The rapid growth of the IT industry has pushed disaster recovery into the forefront. Transforming from a simple concept derived from computer center personnel, it has become a highly critical solution for companies both large and small.


The concept of disaster recovery began as the dependency of companies relied more and more heavily on computer systems. The 1980s and 1990s saw IT disaster recovery blossom and the rapid growth of the Internet in the late 1990s through the 2000s increased company’s dependencies on IT systems and solutions even more. Today, most major corporations reserve a separate percentage of their IT budget just for disaster recovery. Planning and executing a reliable and successful recovery solution is critical.

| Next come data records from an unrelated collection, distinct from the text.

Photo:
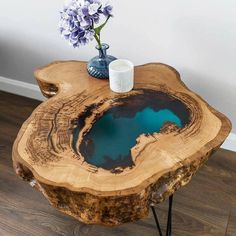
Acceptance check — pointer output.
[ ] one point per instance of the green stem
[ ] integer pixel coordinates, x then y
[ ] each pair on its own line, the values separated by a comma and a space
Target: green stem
97, 37
98, 32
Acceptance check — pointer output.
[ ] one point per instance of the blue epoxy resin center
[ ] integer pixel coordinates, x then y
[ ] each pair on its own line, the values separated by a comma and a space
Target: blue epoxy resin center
112, 136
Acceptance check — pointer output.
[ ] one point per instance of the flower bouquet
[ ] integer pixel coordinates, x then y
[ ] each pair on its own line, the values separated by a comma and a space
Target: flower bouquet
80, 23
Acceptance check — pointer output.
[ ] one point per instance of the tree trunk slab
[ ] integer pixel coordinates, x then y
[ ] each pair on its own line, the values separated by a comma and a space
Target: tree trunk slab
104, 157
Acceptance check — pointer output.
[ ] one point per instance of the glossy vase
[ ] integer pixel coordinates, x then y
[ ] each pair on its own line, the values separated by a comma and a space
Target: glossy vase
98, 66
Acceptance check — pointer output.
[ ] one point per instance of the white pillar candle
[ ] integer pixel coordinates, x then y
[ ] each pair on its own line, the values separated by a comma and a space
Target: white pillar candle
121, 76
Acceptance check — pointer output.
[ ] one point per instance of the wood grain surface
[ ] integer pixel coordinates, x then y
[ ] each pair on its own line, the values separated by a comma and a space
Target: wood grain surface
162, 161
205, 207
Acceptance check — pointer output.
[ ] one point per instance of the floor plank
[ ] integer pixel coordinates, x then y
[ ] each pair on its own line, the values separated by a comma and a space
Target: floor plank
206, 206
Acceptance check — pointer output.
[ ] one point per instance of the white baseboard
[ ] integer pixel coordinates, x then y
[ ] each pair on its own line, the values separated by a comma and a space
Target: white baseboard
21, 88
33, 91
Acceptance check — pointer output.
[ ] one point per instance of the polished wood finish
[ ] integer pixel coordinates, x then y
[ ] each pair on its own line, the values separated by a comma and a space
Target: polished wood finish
205, 207
163, 162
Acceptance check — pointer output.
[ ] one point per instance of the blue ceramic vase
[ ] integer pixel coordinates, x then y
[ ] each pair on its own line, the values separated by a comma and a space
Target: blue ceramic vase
98, 66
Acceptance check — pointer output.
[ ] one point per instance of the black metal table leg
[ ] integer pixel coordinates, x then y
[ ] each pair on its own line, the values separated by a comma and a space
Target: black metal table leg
169, 219
156, 220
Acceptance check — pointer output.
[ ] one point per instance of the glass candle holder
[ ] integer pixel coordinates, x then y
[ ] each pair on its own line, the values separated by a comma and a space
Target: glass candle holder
121, 76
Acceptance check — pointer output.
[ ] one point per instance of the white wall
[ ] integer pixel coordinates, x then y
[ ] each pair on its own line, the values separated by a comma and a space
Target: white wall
197, 37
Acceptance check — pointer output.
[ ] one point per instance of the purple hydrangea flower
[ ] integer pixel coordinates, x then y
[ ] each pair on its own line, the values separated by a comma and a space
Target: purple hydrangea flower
107, 10
78, 19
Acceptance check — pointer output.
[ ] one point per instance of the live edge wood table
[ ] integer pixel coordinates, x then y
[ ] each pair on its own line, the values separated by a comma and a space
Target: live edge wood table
105, 158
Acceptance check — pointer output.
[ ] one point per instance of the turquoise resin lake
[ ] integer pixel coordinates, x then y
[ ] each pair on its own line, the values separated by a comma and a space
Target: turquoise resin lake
112, 136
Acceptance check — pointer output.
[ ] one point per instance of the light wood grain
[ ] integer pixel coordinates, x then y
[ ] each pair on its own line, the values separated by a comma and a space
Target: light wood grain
164, 161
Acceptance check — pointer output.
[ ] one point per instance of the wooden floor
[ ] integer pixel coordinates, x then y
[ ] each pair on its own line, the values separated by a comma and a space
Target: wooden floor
206, 206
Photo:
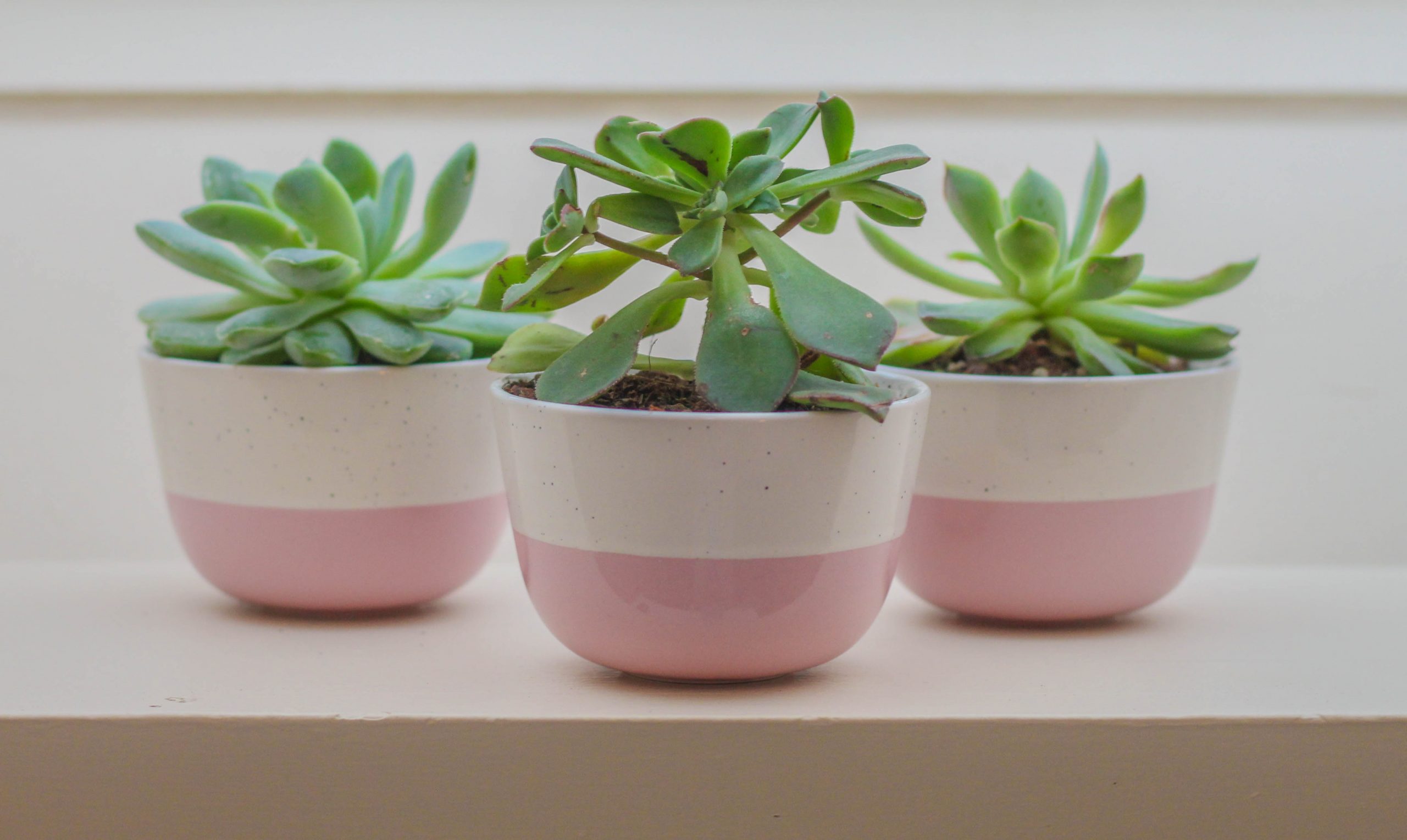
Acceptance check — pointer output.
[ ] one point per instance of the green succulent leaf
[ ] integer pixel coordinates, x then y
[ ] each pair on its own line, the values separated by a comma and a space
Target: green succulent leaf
270, 354
387, 338
838, 126
534, 348
1121, 217
697, 249
862, 166
202, 307
1001, 341
488, 331
310, 269
353, 168
1032, 251
448, 348
1171, 335
978, 207
828, 393
244, 224
822, 313
611, 171
788, 124
746, 360
750, 177
973, 317
608, 354
323, 344
463, 262
1038, 199
393, 203
186, 340
906, 261
639, 212
204, 257
619, 140
1096, 183
314, 199
697, 151
225, 181
445, 206
411, 299
265, 324
749, 144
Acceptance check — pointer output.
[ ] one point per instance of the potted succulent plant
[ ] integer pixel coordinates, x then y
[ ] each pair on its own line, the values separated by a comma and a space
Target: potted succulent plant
745, 522
1076, 435
323, 427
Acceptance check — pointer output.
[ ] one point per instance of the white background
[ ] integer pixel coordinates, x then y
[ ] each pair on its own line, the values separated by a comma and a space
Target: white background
1274, 129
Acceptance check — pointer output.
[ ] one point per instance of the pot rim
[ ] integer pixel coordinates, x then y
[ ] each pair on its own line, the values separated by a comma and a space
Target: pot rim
1200, 369
918, 396
145, 352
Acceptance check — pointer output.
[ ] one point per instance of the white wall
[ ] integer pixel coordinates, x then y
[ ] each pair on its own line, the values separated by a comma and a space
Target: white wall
1292, 146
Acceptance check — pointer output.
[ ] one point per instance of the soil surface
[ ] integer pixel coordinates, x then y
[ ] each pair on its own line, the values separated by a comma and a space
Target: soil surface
647, 390
1038, 358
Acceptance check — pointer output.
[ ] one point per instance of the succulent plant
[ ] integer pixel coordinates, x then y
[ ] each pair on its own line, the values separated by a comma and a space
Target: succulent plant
1053, 280
321, 279
700, 191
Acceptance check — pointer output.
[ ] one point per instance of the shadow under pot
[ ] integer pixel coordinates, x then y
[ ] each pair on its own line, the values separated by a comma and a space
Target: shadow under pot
708, 548
337, 488
1064, 498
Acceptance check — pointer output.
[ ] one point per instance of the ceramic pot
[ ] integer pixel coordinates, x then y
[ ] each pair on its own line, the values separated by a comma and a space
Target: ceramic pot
708, 548
337, 488
1054, 500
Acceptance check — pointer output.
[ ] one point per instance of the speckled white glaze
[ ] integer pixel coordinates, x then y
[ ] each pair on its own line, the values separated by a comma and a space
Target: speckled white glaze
342, 438
1024, 440
710, 486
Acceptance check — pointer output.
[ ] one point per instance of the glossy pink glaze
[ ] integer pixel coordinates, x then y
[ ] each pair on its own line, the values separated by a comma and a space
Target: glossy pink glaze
338, 560
1051, 562
707, 621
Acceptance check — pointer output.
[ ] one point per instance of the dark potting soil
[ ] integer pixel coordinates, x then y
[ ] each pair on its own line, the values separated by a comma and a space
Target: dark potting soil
1038, 358
647, 390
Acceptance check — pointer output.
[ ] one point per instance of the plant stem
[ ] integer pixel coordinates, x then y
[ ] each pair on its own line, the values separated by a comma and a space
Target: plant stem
790, 222
655, 257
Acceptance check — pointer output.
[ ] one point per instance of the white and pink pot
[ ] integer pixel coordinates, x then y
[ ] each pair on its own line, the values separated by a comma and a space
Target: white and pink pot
1050, 500
348, 488
708, 548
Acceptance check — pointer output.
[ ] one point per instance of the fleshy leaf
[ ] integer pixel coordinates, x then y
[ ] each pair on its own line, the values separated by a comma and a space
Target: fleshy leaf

Another hot topic, cloud computing, is also on the disaster recovery radar. Cloud DR is gaining popularity with its pay-as-you-go pricing offering a reduced cost and less start-up obligations for companies. Various Cloud DR options are already available but the main categories include Do It Yourself DR, DR-as-a-Service and Cloud-to-cloud disaster recovery. DIY DR utilizes a third party’s cloud while DRaaS includes prepackaged services with pay-as-you-go rates based on your recovery point objective and recovery time objective. C2C DR allows clients to spread their cloud data to multiple data centers with the option to rollover in the instance of an issue.


With the growing interest in cloud and cloud DR, it’s important to keep in mind the pros and cons of this new form of DR and also what a company is specifically looking to do. As the IT space continues to grow, change and evolve, it will be most interesting to see how it will mold to fit those changing needs, including those of cloud DR.